Elizabeth MacKinlay is a registered nurse and an Anglican priest. She was the inaugural Director of the Centre for Ageing and Pastoral Studies at St Mark's National Theological Centre, Canberra, and is a Professor in the School of Theology, Charles Sturt University. Elizabeth was Chair of the ACT Ministerial Advisory Council on Ageing ending her term in 2008 and the ACT Senior Australian of the Year for 2009.
1. Ageing societies and the spiritual dimension. 2. Religion, faith, spirituality and the psychosocial dimension. 3. Building an understanding of spirituality and ageing: a model of spirituality and ageing. 4. Baby boomer ageing and spirituality: same or different?
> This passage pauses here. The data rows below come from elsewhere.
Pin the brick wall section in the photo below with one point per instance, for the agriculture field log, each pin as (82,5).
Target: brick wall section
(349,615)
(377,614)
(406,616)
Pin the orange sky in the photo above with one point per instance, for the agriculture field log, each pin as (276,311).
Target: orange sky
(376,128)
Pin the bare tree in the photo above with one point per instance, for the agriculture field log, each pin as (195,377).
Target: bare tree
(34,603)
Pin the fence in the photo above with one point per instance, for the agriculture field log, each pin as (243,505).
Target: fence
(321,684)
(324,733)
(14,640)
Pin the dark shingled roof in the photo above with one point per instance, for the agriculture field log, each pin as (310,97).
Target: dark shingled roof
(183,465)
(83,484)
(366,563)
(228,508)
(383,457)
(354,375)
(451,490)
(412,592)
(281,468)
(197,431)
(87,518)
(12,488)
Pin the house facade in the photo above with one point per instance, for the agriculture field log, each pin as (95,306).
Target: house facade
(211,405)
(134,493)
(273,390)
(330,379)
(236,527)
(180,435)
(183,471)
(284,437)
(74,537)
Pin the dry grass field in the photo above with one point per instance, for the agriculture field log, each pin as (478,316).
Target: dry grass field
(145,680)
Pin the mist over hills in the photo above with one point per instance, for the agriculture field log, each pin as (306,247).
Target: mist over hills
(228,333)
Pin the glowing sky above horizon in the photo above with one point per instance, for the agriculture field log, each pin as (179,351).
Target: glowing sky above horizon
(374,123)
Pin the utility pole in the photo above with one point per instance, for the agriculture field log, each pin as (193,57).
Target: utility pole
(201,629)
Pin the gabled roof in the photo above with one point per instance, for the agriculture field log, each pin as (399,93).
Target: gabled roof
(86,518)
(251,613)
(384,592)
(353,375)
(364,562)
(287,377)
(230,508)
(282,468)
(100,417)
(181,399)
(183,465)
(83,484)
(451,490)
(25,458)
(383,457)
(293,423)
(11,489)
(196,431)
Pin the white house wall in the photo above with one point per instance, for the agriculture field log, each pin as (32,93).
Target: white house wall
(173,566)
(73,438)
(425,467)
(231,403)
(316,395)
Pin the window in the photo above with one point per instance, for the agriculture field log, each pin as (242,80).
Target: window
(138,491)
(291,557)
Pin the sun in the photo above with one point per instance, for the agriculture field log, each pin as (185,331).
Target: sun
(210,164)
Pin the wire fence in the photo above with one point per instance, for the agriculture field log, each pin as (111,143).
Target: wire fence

Elizabeth MacKinlay and Dr. Richard Burns. 5. Building an understanding of spirituality and ageing: a model for spiritual growth and development. 6. Models of spirituality in ageing: a multifaith perspective. 7. Meaning in Life: from provisional meaning to final meanings - a spiritual process. 8. Types of ultimate meaning and images of God. 9. Responses to ultimate meaning in life: religious. 10. Response to ultimate meaning through experience and activity. 11. The spiritual journey in ageing. 12. Perceptions of self-sufficiency and vulnerability in ageing: transcending disabilities and loss. 13. Wisdom and the move from provisional to final meanings. 14. Hope, fear, despair and the final life career. 15. Humour, laughter, spirituality and ageing. 16. Spirituality, relationship and issues of isolation in ageing. 17. Living in a hyper-cognitive society: issues of cognitive decline, personhood and spirituality. 18. A picture of spirituality and ageing. 19. The spiritual dimension of ageing: meeting the challenges and roles in spiritual care for aged care professionals and pastoral practitioners.